L’ambiance en était presque tangible, tant la tension était importante. Ce conseil royal, tous le savaient, marquerait un tournant dans la politique du royaume, et malgré les inimitiés, tous s’étaient rassemblés pour y assister.
La baronne, le duc et le vicomte étaient arrivés les premiers, chacun accompagné de membres de leur garde. Mais aujourd’hui, ce ne seraient pas pour rendre compte de la gouvernance de la ville qui leur était impartie, mais pour prendre note, et appliquer, les lois qui seraient promulguées. Le duc et le vicomte s’échangèrent un regard haineux, suite d’une vielle querelle politique, alors que la baronne, sous son voile de soie, calculait déjà comment retourner la situation à son compte.
Puis ce fut le tour des représentants des cultes majeurs de prendre place à la grande table encore vide.
Le grand prêtre de Brehan, en son armure aux reflets bleutés, fit sensation en plantant, d’un seul coup de poignet, sa légendaire hache à deux mains dans le sol. Tous savaient que malgré l’aisance qu’il avait prit à réaliser ce geste, seuls les trois meilleurs guerriers du royaume pourraient l’en retirer, tant sa puissance était accrue par son entraînement et sa foi indéfectible en son dieu.

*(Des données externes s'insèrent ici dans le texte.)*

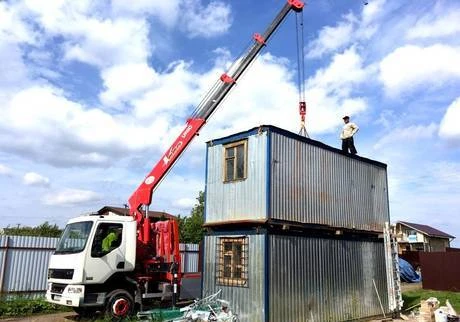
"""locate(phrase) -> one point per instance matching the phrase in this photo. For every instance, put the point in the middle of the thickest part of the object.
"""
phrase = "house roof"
(427, 230)
(125, 212)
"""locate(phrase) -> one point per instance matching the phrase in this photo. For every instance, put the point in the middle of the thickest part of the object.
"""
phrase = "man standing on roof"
(349, 129)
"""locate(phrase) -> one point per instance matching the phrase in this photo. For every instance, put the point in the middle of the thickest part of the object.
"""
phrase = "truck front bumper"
(70, 295)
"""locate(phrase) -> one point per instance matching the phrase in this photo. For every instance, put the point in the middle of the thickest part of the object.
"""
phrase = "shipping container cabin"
(293, 228)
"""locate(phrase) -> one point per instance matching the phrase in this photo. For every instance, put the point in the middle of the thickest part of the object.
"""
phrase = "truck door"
(107, 254)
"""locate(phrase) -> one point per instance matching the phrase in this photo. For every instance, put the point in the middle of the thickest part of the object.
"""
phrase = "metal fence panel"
(321, 279)
(24, 262)
(440, 271)
(313, 184)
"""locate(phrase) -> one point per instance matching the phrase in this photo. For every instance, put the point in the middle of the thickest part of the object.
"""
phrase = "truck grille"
(57, 288)
(65, 274)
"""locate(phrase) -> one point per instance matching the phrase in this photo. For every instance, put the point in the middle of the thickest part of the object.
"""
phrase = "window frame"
(234, 146)
(242, 263)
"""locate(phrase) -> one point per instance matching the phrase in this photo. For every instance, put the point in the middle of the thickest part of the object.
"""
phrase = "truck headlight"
(75, 289)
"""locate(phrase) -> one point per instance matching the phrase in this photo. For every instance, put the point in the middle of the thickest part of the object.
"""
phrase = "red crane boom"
(143, 194)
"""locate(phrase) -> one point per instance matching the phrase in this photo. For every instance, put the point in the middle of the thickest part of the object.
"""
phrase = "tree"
(191, 227)
(43, 230)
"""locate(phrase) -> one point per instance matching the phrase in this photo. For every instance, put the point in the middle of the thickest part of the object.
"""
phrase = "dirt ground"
(55, 317)
(70, 316)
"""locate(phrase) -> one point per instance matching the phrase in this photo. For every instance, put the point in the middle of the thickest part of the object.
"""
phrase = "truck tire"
(119, 305)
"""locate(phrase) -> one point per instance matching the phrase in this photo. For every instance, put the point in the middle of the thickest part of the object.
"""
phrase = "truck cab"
(95, 256)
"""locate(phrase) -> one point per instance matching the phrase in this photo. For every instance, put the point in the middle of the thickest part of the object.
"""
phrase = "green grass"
(24, 306)
(412, 298)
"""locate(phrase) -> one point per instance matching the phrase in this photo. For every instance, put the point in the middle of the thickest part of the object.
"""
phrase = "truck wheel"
(85, 312)
(120, 304)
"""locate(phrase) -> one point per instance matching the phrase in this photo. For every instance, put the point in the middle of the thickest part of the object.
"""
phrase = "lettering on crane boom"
(172, 152)
(184, 134)
(149, 180)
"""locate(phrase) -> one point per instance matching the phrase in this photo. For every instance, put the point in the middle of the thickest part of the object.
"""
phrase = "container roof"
(427, 230)
(275, 129)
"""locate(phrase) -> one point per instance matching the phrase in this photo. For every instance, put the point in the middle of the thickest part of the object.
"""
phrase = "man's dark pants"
(348, 145)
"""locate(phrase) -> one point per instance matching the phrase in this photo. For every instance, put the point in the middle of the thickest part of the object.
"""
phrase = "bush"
(23, 306)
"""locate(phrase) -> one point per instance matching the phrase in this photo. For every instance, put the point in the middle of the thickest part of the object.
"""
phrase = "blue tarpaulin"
(407, 272)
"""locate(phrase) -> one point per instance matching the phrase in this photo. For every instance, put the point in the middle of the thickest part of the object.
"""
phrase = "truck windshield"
(74, 238)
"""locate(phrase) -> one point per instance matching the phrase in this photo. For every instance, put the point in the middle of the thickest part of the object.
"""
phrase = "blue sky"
(93, 92)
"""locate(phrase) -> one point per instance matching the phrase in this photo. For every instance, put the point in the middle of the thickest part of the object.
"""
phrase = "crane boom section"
(143, 194)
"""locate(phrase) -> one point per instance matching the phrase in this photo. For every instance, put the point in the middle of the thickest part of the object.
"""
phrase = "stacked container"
(296, 238)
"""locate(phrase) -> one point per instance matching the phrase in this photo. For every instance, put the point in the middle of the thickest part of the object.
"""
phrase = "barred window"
(235, 161)
(232, 261)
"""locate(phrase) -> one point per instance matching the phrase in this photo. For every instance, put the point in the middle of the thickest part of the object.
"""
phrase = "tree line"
(190, 227)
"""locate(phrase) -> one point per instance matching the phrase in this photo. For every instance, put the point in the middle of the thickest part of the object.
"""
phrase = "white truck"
(120, 263)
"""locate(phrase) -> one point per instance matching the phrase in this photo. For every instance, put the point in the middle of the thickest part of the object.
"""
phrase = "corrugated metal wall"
(314, 185)
(241, 199)
(247, 302)
(317, 279)
(24, 262)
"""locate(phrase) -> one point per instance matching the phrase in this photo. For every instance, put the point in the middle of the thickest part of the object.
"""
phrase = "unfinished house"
(293, 228)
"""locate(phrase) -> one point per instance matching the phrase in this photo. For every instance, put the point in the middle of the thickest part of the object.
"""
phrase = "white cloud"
(212, 20)
(42, 124)
(407, 134)
(449, 128)
(167, 11)
(331, 39)
(5, 171)
(409, 67)
(35, 179)
(350, 30)
(436, 25)
(106, 42)
(124, 82)
(185, 203)
(70, 197)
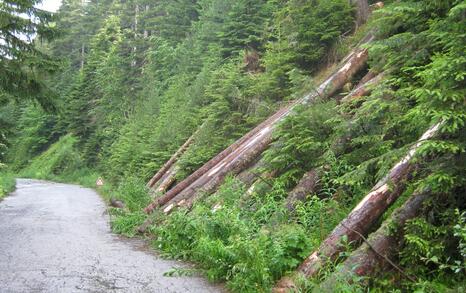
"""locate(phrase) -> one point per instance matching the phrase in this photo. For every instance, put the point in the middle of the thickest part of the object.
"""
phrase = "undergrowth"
(247, 241)
(7, 183)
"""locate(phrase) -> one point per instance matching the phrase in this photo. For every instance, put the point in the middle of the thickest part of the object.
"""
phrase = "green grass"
(7, 183)
(63, 163)
(250, 241)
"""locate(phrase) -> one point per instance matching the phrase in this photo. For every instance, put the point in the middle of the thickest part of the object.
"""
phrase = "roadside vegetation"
(137, 79)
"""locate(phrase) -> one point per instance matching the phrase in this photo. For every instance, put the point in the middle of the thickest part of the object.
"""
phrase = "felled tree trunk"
(383, 244)
(363, 216)
(309, 183)
(167, 180)
(171, 162)
(245, 150)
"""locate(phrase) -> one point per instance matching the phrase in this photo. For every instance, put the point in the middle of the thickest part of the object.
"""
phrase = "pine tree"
(22, 63)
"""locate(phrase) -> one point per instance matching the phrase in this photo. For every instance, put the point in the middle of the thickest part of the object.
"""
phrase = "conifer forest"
(275, 145)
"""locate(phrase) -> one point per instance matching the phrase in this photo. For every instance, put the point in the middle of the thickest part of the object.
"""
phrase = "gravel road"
(56, 238)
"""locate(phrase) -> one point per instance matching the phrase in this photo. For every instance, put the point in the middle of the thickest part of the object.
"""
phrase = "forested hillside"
(278, 144)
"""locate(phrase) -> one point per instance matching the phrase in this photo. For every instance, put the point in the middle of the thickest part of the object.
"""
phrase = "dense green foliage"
(139, 77)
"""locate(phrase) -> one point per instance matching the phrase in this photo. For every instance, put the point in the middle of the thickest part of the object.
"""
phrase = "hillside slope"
(294, 147)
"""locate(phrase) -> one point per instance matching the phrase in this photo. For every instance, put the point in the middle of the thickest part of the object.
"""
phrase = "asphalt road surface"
(56, 238)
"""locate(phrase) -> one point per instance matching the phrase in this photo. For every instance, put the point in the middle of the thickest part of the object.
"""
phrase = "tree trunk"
(361, 218)
(383, 244)
(308, 184)
(167, 180)
(245, 150)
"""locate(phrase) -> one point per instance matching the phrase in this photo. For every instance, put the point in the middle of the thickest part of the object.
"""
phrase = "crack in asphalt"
(56, 238)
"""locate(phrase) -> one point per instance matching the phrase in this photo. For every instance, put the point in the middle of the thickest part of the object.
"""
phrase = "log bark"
(309, 183)
(170, 163)
(167, 180)
(245, 150)
(383, 244)
(361, 218)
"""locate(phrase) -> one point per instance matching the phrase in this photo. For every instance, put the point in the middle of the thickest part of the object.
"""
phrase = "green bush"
(7, 183)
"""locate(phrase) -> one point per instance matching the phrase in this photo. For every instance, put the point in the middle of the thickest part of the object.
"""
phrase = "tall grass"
(61, 162)
(7, 183)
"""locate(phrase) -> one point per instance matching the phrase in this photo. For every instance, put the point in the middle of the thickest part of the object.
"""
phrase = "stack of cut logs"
(376, 251)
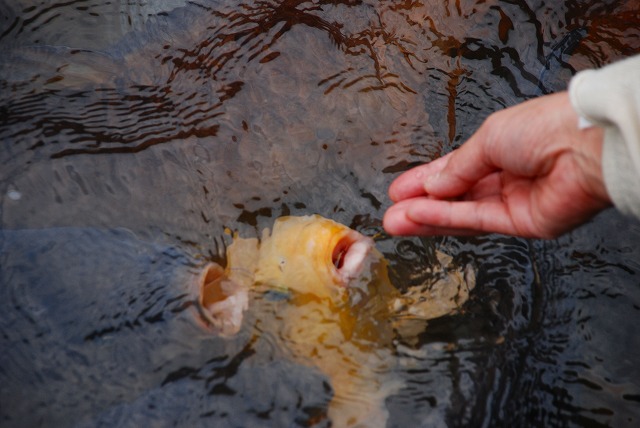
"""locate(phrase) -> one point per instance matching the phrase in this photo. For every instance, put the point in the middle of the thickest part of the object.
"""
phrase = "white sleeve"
(610, 98)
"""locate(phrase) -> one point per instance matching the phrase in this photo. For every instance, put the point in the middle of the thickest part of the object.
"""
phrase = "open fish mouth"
(349, 256)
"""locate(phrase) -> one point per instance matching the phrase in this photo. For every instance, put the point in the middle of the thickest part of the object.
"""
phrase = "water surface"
(134, 133)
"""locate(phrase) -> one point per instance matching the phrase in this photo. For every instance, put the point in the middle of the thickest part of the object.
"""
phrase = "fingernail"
(430, 181)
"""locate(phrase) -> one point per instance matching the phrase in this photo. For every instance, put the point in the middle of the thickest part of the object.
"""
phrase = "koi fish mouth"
(349, 256)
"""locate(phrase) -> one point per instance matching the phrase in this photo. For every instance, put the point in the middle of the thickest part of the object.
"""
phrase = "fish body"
(341, 312)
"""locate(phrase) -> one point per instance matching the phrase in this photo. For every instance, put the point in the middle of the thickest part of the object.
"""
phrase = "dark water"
(134, 132)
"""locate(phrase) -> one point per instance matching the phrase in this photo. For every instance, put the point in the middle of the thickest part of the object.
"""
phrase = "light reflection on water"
(134, 132)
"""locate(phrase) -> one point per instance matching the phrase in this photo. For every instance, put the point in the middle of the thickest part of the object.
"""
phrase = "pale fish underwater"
(335, 310)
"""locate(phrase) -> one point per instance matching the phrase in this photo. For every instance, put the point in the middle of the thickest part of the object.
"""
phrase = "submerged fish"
(340, 312)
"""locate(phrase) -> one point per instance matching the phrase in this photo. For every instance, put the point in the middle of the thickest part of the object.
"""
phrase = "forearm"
(610, 98)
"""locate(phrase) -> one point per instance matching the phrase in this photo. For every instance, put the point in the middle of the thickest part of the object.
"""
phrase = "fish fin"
(222, 300)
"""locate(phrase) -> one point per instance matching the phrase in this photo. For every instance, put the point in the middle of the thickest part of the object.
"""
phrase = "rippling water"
(134, 132)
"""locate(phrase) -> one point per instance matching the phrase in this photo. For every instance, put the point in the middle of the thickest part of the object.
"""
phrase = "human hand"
(527, 171)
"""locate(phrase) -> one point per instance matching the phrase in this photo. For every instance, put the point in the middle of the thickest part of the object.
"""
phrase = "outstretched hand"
(528, 171)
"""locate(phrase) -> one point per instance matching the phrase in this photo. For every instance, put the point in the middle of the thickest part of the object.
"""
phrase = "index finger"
(411, 183)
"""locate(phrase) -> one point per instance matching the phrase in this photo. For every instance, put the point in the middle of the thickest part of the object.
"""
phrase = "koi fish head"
(312, 254)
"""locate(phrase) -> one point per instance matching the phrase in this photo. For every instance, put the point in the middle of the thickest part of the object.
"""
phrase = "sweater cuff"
(610, 98)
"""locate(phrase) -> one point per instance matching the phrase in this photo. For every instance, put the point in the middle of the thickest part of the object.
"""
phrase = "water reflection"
(174, 120)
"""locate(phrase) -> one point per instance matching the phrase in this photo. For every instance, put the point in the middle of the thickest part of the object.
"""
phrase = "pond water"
(135, 133)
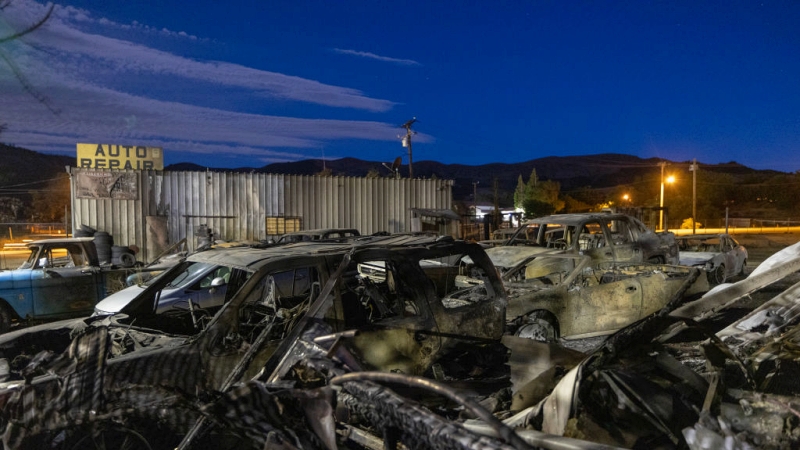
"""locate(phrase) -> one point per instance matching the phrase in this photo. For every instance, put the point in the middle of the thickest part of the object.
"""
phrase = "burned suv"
(141, 376)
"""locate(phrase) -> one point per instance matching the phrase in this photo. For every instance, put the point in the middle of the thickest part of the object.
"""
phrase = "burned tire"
(540, 326)
(717, 276)
(6, 316)
(111, 437)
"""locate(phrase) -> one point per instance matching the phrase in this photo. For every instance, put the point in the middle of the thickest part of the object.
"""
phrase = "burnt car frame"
(147, 371)
(605, 236)
(720, 255)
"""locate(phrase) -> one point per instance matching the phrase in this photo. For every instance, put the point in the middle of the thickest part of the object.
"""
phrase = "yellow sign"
(113, 156)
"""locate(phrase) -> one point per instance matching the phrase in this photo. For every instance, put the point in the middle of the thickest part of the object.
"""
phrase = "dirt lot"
(761, 246)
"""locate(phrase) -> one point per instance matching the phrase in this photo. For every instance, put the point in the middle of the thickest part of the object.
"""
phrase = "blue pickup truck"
(62, 278)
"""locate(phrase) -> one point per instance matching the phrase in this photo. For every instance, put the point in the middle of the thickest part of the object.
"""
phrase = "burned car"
(322, 234)
(572, 297)
(720, 255)
(144, 376)
(200, 284)
(601, 236)
(672, 381)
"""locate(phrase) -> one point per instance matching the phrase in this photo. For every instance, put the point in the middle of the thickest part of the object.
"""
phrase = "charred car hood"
(511, 256)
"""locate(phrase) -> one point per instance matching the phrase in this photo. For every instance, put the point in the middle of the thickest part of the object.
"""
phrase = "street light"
(670, 179)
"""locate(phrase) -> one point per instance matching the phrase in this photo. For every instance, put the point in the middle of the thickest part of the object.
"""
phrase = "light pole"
(669, 179)
(693, 169)
(475, 197)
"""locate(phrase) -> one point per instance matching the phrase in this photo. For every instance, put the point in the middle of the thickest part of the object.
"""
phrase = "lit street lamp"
(670, 179)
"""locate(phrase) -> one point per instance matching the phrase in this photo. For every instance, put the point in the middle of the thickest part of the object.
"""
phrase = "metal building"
(155, 209)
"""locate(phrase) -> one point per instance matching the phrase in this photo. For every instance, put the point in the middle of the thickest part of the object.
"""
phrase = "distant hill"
(18, 166)
(21, 166)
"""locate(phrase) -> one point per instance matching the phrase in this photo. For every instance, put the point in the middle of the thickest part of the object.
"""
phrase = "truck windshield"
(31, 261)
(190, 274)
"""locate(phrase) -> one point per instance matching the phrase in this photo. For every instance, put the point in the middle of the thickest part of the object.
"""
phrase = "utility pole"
(407, 143)
(693, 169)
(475, 197)
(661, 198)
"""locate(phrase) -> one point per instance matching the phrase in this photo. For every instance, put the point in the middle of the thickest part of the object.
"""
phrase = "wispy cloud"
(404, 62)
(100, 85)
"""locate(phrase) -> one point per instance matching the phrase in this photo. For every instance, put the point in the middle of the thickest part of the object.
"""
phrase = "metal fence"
(19, 232)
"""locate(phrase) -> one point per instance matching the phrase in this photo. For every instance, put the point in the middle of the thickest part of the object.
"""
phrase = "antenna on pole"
(407, 143)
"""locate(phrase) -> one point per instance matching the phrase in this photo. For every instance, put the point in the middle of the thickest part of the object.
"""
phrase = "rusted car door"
(603, 307)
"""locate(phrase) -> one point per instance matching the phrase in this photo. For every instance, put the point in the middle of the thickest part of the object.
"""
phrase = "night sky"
(247, 83)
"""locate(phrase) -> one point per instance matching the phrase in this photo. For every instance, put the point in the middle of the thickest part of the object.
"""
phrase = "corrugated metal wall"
(236, 205)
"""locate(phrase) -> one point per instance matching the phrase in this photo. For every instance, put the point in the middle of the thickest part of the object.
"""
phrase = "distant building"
(156, 209)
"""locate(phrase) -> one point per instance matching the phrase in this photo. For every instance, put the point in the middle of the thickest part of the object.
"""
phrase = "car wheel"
(108, 437)
(717, 276)
(539, 328)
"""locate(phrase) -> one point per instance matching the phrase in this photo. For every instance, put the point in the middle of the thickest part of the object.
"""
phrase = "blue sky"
(247, 83)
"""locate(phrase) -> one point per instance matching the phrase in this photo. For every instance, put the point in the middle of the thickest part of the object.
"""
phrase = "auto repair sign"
(122, 157)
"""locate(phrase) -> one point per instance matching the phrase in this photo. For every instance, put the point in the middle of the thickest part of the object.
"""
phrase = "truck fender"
(7, 315)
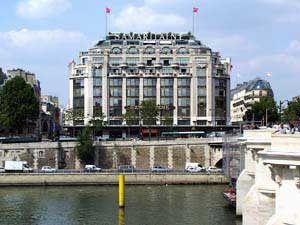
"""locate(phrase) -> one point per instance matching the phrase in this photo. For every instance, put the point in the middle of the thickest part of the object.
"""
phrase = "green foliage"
(84, 148)
(131, 116)
(18, 105)
(98, 120)
(292, 112)
(149, 112)
(167, 117)
(258, 110)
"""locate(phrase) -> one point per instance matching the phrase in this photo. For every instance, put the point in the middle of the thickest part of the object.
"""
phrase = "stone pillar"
(152, 156)
(207, 155)
(259, 204)
(170, 157)
(245, 180)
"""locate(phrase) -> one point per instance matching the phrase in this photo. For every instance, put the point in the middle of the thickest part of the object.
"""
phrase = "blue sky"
(261, 36)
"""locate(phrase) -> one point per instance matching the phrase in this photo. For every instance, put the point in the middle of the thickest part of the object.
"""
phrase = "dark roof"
(256, 84)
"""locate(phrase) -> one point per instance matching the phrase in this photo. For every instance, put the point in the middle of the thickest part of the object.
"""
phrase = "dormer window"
(149, 50)
(116, 51)
(182, 51)
(166, 50)
(132, 50)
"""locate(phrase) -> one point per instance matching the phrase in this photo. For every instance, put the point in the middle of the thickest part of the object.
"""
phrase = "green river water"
(145, 205)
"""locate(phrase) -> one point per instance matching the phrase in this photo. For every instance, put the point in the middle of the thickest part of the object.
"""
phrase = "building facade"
(245, 95)
(29, 77)
(186, 79)
(50, 116)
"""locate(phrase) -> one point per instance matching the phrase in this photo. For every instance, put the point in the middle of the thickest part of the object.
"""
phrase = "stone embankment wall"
(268, 190)
(142, 154)
(102, 179)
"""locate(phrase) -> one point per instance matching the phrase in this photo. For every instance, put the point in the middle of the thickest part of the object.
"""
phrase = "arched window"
(182, 51)
(149, 50)
(132, 50)
(166, 50)
(41, 154)
(116, 50)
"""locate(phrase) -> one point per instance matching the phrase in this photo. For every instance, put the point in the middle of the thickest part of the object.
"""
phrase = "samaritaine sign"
(149, 36)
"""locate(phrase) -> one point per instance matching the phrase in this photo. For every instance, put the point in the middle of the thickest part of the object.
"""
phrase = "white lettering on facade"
(146, 36)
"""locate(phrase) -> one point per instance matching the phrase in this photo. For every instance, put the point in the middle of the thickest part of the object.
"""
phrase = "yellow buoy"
(121, 191)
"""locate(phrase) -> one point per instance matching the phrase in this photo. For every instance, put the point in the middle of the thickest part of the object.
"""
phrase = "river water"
(145, 205)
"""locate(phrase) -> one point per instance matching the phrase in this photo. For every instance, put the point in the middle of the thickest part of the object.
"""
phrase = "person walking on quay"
(292, 128)
(280, 129)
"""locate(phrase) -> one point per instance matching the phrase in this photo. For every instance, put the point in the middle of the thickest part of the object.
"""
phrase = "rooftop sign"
(149, 36)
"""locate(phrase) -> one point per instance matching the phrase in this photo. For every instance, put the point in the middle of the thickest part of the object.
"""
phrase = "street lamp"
(280, 108)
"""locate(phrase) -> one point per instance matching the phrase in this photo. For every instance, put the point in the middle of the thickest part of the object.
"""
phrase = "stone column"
(207, 155)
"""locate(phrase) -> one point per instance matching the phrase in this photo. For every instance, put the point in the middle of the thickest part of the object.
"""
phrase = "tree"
(85, 150)
(258, 111)
(292, 112)
(149, 113)
(130, 117)
(18, 105)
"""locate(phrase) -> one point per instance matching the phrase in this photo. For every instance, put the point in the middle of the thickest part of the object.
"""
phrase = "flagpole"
(105, 24)
(193, 23)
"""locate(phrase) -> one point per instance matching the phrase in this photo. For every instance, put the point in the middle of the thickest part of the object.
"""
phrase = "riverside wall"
(108, 155)
(108, 179)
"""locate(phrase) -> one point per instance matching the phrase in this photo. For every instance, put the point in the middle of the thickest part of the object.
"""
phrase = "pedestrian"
(280, 129)
(292, 128)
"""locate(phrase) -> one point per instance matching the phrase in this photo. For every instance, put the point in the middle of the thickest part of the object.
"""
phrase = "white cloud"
(34, 9)
(144, 18)
(286, 3)
(39, 38)
(233, 45)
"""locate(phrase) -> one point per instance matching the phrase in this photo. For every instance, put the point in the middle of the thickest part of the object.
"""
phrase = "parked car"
(17, 166)
(194, 168)
(2, 170)
(92, 168)
(213, 169)
(158, 169)
(48, 169)
(126, 168)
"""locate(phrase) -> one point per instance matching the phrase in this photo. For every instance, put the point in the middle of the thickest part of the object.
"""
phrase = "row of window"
(149, 50)
(149, 61)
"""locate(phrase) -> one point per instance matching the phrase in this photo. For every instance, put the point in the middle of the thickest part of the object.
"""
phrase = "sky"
(262, 37)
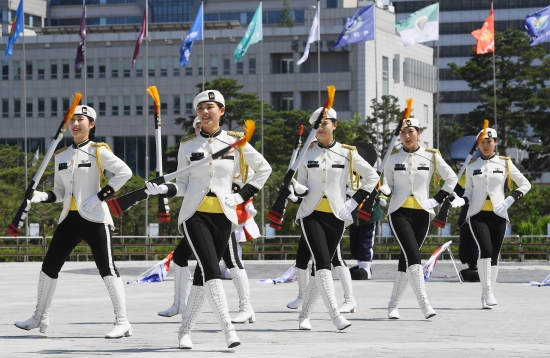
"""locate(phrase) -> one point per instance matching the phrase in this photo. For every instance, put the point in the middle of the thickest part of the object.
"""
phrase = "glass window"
(177, 105)
(176, 66)
(226, 65)
(65, 69)
(53, 69)
(252, 65)
(53, 107)
(114, 68)
(28, 70)
(90, 68)
(102, 68)
(151, 69)
(163, 67)
(102, 106)
(127, 106)
(114, 106)
(41, 107)
(214, 65)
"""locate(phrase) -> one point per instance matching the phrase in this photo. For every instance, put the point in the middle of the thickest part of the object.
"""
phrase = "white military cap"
(208, 96)
(412, 122)
(491, 133)
(86, 111)
(331, 114)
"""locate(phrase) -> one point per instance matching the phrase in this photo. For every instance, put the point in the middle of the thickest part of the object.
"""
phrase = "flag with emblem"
(538, 26)
(359, 28)
(17, 27)
(486, 35)
(420, 26)
(194, 34)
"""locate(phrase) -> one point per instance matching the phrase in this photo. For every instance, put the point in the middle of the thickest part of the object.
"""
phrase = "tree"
(517, 81)
(286, 19)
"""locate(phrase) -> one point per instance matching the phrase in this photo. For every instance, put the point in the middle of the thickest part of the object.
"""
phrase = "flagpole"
(147, 113)
(319, 52)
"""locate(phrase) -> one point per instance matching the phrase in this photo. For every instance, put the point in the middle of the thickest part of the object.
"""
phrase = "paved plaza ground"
(82, 313)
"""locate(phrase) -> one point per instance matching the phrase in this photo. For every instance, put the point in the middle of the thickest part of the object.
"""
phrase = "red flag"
(486, 36)
(142, 33)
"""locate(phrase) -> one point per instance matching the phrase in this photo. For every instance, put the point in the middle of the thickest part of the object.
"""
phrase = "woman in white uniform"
(486, 180)
(324, 213)
(408, 174)
(207, 216)
(85, 216)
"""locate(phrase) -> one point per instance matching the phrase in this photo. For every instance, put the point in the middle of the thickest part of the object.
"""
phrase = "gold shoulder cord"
(98, 158)
(355, 180)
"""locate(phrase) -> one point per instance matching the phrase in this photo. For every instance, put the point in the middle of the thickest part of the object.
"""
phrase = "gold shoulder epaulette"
(59, 151)
(236, 134)
(188, 138)
(101, 144)
(350, 147)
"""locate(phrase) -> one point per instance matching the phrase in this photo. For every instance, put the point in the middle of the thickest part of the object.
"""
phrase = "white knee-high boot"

Puis un parfum délicat, ambré, remplit la pièce, alors que le plus petit des conseillers entra dans la vaste pièce. Ses vêtements souples semblaient flotter au-dessus de ses courbes rondes, et les nobles présents s’échangèrent un regard, comprenant que les bijoux ornant une seule des mains du grand prêtre de Iago suffiraient à acheter la moitié d’une de leur ville, habitants compris.
Un éclair tonna dans le ciel, alors qu’une brume semblait emplir la pièce. La baronne, perdue en ses savants calculs, sursauta sous le bruit, tandis que se matérialisait à ses cotés une forme mince, squelettique. Les deux sœurs s’embrassèrent, et la grande prêtresse de Syl s’installa, alors que le représentant de Brehan maugréait contre ces effets puérils.
Tous semblaient attendre, et, finalement, le grand dignitaire des arts finit par jeter un œil à ce bijou d’orfèvrerie qu’il portait, lié par une chaîne dorée à sa poche, alors que le minuscule mécanisme lui confirmait le retard de celle qu’ils attendaient. Ou plutôt, comme ils s’en rendirent compte, que cela faisait plusieurs minutes que la personne était là, en cette place qu’un jeu d’ombre laissait croire vide. Nul doutait des dons de la représentante en Sélène, mais ils continuaient pourtant à toujours les étonner.
Leur regard commun se porta sur les quatre places restantes, bien plus somptueuses que les leurs. Et c’est au son du métal sur le carrelage, battant une marche militaire, que les trompettes sonnèrent l’entrée du Maître d’Armes. Ses deux épées à ses flancs, brillantes des reflets rougeâtres de celles avides de faire couler le sang, achevèrent d’instaurer le silence, alors que le garant de l’honneur du royaume, au regard fier et droit, se plaçait là où son rang l’imposait.
Et c’est alors que la tempête éclata. En comparaison, l’éclair de la représentante la déesse de la magie faisait bien pale figure, et avant même qu’il n’entra dans le palais, sur le visage de tous se lisait la peur légitime, alors que le mage de guerre, mage d'Artherk et protecteur du royaume apparaissait, le visage sombre et fermé, son regard noir et mortel, au sens premier du terme, passant de l’un à l’autre des conseillés.
Les trompettes sonnèrent, une fois de plus, alors que le maître du royaume entra, accompagné du Roy. Sa majesté prit place sur l’inconfortable trône –il l’avait pourtant fait adapter, ses ancêtres avant lui, mais malgré les coussins et les travaux de menuiserie, il restait toujours aussi gênant et douloureux-, alors que le chambellan prenait place à se cotés. Nul ne doutait de qui dirigeait réellement le royaume, mais tous le craignaient bien trop pour en faire la remarque. Il tendit un parchemin au Roy, et le silence se fit à nouveau.